Freshman Year

Biology (2 semesters)

General Chemistry (1 semester)

Writing Seminars

Introduction to Health & Rehabilitation Sciences

Freshman Experience Seminar

General Psychology

Humanities elective

Sophomore Year

Biology (1 semester)

Health and Disability Across the Life Span


Critical Inquiry


Humanities elective

Social science elective

Junior Year


Organization and Delivery of Health Care (Policy)

Global Environmental Health

Medical Ethics

Social science elective

Senior Year

Qualitative Strategies in Global Health

Global Health Seminar - 5 options

Genomics in Public Health - prereq HS300

Health Science Internship

Disability Advocacy and the Law

Minor/specialty elective

Each course carries 4 credits unless otherwise indicated.

Global Health Seminar electives:

This course will provide a global perspective on maternal and child health. Major topics will include early life influences on later life health, maternity care practices worldwide, and the role of both human evolutionary history and sociopolitical structures in shaping health outcomes for women and children (Credits: 4)

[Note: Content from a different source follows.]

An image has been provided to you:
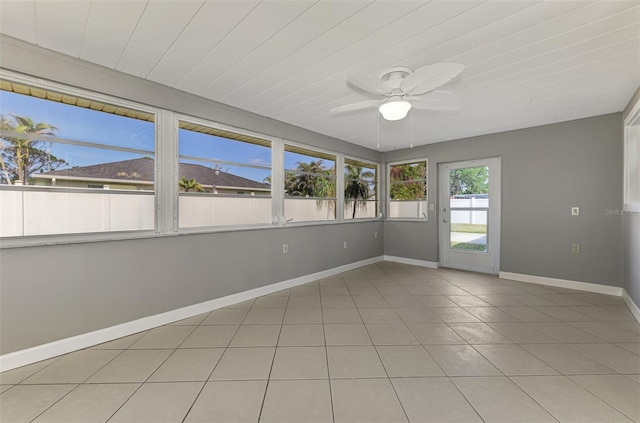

This course will examine the four most common preventable non-infectious diseases (diabetes, cardiovascular disease, cancer, upper respiratory diseases), which accounted for nearly 60% of all deaths in the world and 80% in the developing world. Estimates predict that the "second wave" of non-infectious diseases in the coming years will have a detrimental impact on global health and economies. Despite the enormous global burden of non-infectious (or non-communicable) diseases, adequate programs for prevention and treatment do not exist and challenges faced are complex. This course will focus on the preventable risk factors (diet, exercise, tobacco, alcohol, lifestyle, etc), growing burden of disease, and current issues and challenges in control of the four most common diseases, and include discussion, field trips to examine the issues, and the ability for students to be a part of the solution through design of their own intervention. (Credits: 4)

This course will focus on the social determinants of health--the conditions in which people are born, grow, live, work, age and die. We will examine case studies from around the globe that reveal the ways in which health inequities are shaped by the distribution of resources, money, and power at the local, national and global level, and the critical role played by social policies in reducing or exacerbating these inequities. (Credits: 4)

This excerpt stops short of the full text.